Universal Graph Compression: Stochastic Block Models
Alankrita Bhatt, Ziao Wang, Chi Wang, Lele Wang
TL;DR
This work develops a universal, polynomial-time compressor for labeled graphs generated by SBMs, achieving the asymptotically optimal first-order rate without knowing SBM parameters. The core idea is to decompose the adjacency matrix into many small blocks that become almost i.i.d., enabling KT/Laplace coding and adaptive arithmetic coding to approach the graph entropy $H(A_n)$. Theoretical results establish universality across broad SBM regimes and provide minimax redundancy bounds, while local weak convergence analysis shows BC-entropy-level performance in the sparse regime. Empirically, the method substantially reduces storage compared to existing universal and domain-specific compressors on four real graphs.
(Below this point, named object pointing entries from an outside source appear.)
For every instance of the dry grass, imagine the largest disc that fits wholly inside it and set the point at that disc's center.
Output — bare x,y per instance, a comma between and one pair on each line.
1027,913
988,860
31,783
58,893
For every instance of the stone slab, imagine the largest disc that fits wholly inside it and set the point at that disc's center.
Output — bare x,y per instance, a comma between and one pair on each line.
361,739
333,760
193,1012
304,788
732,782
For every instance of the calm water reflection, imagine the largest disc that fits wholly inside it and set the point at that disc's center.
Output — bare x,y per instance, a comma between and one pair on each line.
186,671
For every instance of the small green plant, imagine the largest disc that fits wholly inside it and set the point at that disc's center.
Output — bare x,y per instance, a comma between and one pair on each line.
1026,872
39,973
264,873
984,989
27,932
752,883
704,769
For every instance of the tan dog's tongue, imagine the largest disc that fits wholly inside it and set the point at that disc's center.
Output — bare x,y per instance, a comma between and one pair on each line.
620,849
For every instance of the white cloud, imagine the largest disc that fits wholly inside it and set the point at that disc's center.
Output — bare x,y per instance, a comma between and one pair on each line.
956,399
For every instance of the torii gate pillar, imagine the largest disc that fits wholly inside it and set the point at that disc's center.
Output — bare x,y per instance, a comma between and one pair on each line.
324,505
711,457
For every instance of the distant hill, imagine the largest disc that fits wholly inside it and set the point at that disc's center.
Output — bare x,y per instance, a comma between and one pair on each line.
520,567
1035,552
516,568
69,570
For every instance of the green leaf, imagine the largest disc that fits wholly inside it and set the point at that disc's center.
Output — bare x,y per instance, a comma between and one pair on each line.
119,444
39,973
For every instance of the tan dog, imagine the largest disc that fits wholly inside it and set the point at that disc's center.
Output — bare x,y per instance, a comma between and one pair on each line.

This advances scalable, parameter-free graph compression with practical coding efficiency.
Abstract
Motivated by the prevalent data science applications of processing large-scale graph data such as social networks and biological networks, this paper investigates lossless compression of data in the form of a labeled graph. Particularly, we consider a widely used random graph model, stochastic block model (SBM), which captures the clustering effects in social networks. An information-theoretic universal compression framework is applied, in which one aims to design a single compressor that achieves the asymptotically optimal compression rate, for every SBM distribution, without knowing the parameters of the SBM. Such a graph compressor is proposed in this paper, which universally achieves the optimal compression rate with polynomial time complexity for a wide class of SBMs. Existing universal compression techniques are developed mostly for stationary ergodic one-dimensional sequences. However, the adjacency matrix of SBM has complex two-dimensional correlations. The challenge is alleviated through a carefully designed transform that converts two-dimensional correlated data into almost i.i.d. submatrices. The sequence of submatrices is then compressed by a Krichevsky--Trofimov compressor, whose length analysis is generalized to identically distributed but arbitrarily correlated sequences. In four benchmark graph datasets, the compressed files from competing algorithms take 2.4 to 27 times the space needed by the proposed scheme.